I’m looking for innovative solutions, with approaches that have a clear idea of how to motivate staff. Training has to develop staff, humanise the system and remember that the work is about human beings.

Su Sayer, chief executive, United Response

We know that early intervention works and can be cost effective in the long term. The problem lies in getting people on board, including budget holders. So it will be very interesting to see projects which make the case for early intervention powerfully, and that also make exceptional efforts to identify the people who might benefit and engage with them.

Partnership working can be challenging, but it can also lead to services which are more effective than those undertaken alone. What matters most is communication and management. How did organisations reach an understanding of their partner’s objectives? Were there areas of disagreement and, if so, how were they resolved? Perhaps most importantly, why did you work with this particular partner and how did this ultimately benefit service users?

I would expect to see a creative approach with self-directed care, as well as evidence of how support became more tailored to people’s needs as a result. I’m also interested in the lessons learned along the way. What worked and what didn’t?
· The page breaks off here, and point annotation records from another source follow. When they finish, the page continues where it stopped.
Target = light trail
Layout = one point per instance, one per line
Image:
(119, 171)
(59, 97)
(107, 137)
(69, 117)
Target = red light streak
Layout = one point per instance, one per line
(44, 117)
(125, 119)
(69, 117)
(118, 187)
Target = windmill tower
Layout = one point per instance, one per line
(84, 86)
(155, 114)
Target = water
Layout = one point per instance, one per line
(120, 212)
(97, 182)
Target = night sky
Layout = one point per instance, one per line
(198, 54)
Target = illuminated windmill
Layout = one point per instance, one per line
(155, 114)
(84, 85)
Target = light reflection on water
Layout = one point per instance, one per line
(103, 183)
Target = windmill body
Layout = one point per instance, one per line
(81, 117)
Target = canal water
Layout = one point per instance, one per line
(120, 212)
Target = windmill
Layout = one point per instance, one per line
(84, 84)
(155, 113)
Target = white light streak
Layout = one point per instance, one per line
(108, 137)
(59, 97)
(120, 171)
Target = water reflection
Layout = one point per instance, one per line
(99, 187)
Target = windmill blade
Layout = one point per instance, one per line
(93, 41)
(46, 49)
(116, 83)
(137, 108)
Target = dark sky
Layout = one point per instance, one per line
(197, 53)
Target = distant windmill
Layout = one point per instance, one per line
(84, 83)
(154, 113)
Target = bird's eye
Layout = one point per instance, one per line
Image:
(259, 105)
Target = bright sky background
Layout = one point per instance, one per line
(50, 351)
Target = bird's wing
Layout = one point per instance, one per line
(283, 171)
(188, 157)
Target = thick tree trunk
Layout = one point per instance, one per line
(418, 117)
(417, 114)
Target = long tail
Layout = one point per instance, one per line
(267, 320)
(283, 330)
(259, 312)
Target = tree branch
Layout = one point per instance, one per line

How do you see your organisation adapting to the challenges presented by self-directed support in delivering truly personalised services?

Paul Jenkins, chief executive of Rethink – judging mental health and substance misuse teams

The closer that user involvement is to the heart of decision-making, and the further away it is from the tokenistic end, the better. That’s especially true of groups of people who are not often engaged, such as young people or those who have been in the criminal justice system. The real test is about how much power is ceded to service users in designing a new service or in their organisation.

The focus of early intervention should be on the opportunities to engage people before they have explicit problems. That focus could be on exploring stigma – a lot of young people developing a mental health issue are reluctant to seek help because they fear being put on medication. It would therefore be interesting to see work with people who won’t otherwise seek help, such as with black and ethnic minority groups.

In training and development I would like to see examples where service users and carers have played a role in developing activities. It is early days and there are implications to consider – it is a different dialogue with service users if someone is an adviser rather than the decider of what happens.